Xbox One’s old vision is officially no more. The motion detecting camera known as Kinect will no longer be manufactured. What’s left in existing retail stock is it. No more Kinects are coming. If you want one (for whatever reason), you better go ahead and buy one.
Fast Company reported the end for Kinect this morning. Support for the once popular peripheral will continue according to the report, but “ongoing developer tools remain unclear.”
Kinect went from darling when it was first introduced in 2010 to irrelevance by the time it was bundled with the Xbox One in 2013. And it was this bundling that helped influence Xbox One’s $500 price tag. Which only helped Sony score a huge market share advantage with their PS4.
Not only was the PS4 more powerful, but it was $100 cheaper. Marketing doesn’t get any easier than that. Gamers flocked to the more powerful hardware in droves.
Microsoft stripped the Kinect from Xbox One bundles just a few months after release. That helped bring the cost down in-line with the PS4, but the damage was done. While the Xbox One is selling decent, it’s struggling to close the huge gap the PS4 opened with and continues to build.

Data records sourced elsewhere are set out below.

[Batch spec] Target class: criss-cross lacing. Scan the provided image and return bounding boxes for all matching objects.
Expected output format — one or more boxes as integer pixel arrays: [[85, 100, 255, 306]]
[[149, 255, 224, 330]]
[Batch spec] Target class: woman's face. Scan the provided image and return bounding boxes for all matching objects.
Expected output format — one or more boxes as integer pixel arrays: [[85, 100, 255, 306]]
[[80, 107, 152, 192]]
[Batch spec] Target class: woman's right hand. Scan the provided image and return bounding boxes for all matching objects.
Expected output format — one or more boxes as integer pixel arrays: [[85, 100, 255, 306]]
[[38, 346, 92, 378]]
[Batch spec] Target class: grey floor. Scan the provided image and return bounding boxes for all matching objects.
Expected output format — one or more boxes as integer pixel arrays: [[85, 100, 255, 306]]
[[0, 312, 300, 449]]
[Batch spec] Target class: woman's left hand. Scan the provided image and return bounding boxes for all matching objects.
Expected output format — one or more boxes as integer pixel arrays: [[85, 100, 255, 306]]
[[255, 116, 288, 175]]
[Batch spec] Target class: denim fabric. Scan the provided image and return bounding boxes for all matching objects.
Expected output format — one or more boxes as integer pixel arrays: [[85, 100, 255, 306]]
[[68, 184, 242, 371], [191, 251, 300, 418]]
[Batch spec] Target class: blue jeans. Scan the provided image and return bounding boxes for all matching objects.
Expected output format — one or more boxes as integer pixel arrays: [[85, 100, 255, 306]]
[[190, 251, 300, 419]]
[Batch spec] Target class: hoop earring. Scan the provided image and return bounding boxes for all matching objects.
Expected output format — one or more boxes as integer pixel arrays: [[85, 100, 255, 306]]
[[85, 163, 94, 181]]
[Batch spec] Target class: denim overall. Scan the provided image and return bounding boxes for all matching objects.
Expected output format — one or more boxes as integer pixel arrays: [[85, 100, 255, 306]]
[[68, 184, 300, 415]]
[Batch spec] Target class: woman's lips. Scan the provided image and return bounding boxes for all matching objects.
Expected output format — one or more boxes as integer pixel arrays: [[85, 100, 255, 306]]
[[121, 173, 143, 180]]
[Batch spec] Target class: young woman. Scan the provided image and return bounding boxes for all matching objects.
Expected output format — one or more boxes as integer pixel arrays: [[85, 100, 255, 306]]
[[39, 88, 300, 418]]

The final nail in Kinect’s coffin started to get hammered in with the launch of the Xbox One S. The dedicated port for the Kinect was gone. A $50 adapter was pushed for those who still wanted to use Kinect, but Microsoft’s direction was clear. Kinect was not part of Xbox’s vision moving forward under the new head, Phil Spencer.
The same thing happened in messaging. Kinect has not been a part of any recent Xbox E3 conference.
I won’t say I never used my Kinect. I played several games with my niece and nephew. But there was never a ‘hardcore’ game that showed playing with Kinect was better. Shouting ‘volley’ the first time while playing Ryse was fun, but every Kinect gameplay feature always felt tacked on. Finally killing off the Kinect is a good thing. It was long overdue. The market has moved on long ago.
Sure, Kinect sold like crazy at first – but that just shows the appetite folks have for new ways of playing games (and gadgets). Microsoft stumbled when it couldn’t provide quality software.
Kinect as a product is dead, but its legacy lives on in other Microsoft products. Voice assistant Cortana and the mixed-reality HoloLens headset carry on.